Anat MRI origin in frontal sinus - how much does it matter?

Not sure if this is the best place to ask, but I was hoping for some feedback since I can’t find any obvious solutions elsewhere! (plus you’re all such friendly people anyway :slight_smile: )

We’re trying to get a new set of scanner sequences running, and the plan was to basically copy-paste them from another study which has been running for awhile now. We collected anatomical MRI data from a test subject, popped the data into a viewing program, clicked the “origin” button (in world-coordinate space), and it placed the cursor right around the AC/PC line.

We went to collect test data again, used a slightly different sequence, and when we clicked the “origin” button it placed the cursor in the frontal sinus…We collected more data today, and it’s the same thing - origin is in the frontal sinus, at least as far as I can tell. I even watched the scan tech place the bounding box, and the middle appeared to be right around the AC/PC region. I added an image showing the location of the (0,0,0) cursor below (I used fsleyes, and had it set to display the image in “world space”).

As I understand it, this is a big deal! At least with SPM, the normalization routine basically requires that the origin be set around the AC/PC line. I tried looking up info for other software (e.g., fsl/afni) and was only able to find that it might matter for those programs, but it wasn’t clear to what degree that was true.

Any advice on how to handle this (or if it even matters) is appreciated! Feeling totally stumped by this…

TLDR; It depends on the tools you use. Most modern tools are very robust to starting estimate. You can always use a script to set the position (only adjusting the origin, not reslicing the data which requires interpolation).

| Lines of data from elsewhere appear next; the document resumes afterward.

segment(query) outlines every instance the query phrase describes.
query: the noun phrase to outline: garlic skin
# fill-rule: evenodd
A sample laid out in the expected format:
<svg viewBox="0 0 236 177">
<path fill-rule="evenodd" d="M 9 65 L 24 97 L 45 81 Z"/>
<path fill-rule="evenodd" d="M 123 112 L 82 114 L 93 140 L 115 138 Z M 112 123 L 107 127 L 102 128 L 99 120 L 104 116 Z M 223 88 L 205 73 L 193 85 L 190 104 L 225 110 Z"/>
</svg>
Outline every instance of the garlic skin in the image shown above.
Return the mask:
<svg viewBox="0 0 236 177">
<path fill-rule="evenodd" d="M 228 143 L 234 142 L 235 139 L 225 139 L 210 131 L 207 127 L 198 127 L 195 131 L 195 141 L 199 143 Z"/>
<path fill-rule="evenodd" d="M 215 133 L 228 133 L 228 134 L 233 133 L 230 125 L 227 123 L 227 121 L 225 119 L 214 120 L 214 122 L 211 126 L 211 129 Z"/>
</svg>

For a MRI image saved in DICOM format, the origin is the magnet isocenter. When you convert your DICOM to NIfTI with a tool like dcm2niix it losslessly converts this origin. Therefore, the initial position of the origin depends on how the participant was loaded into the scanner. On our Siemens system, some operators use the laser to set the position of the isocenter near the eye-brows, and for most head coils this results in isocenter being near the anterior commissure. On the other hand, other operators use the default isocenter, which for a head-neck coil tends to place the isocenter further in the foot direction, as shown in your image.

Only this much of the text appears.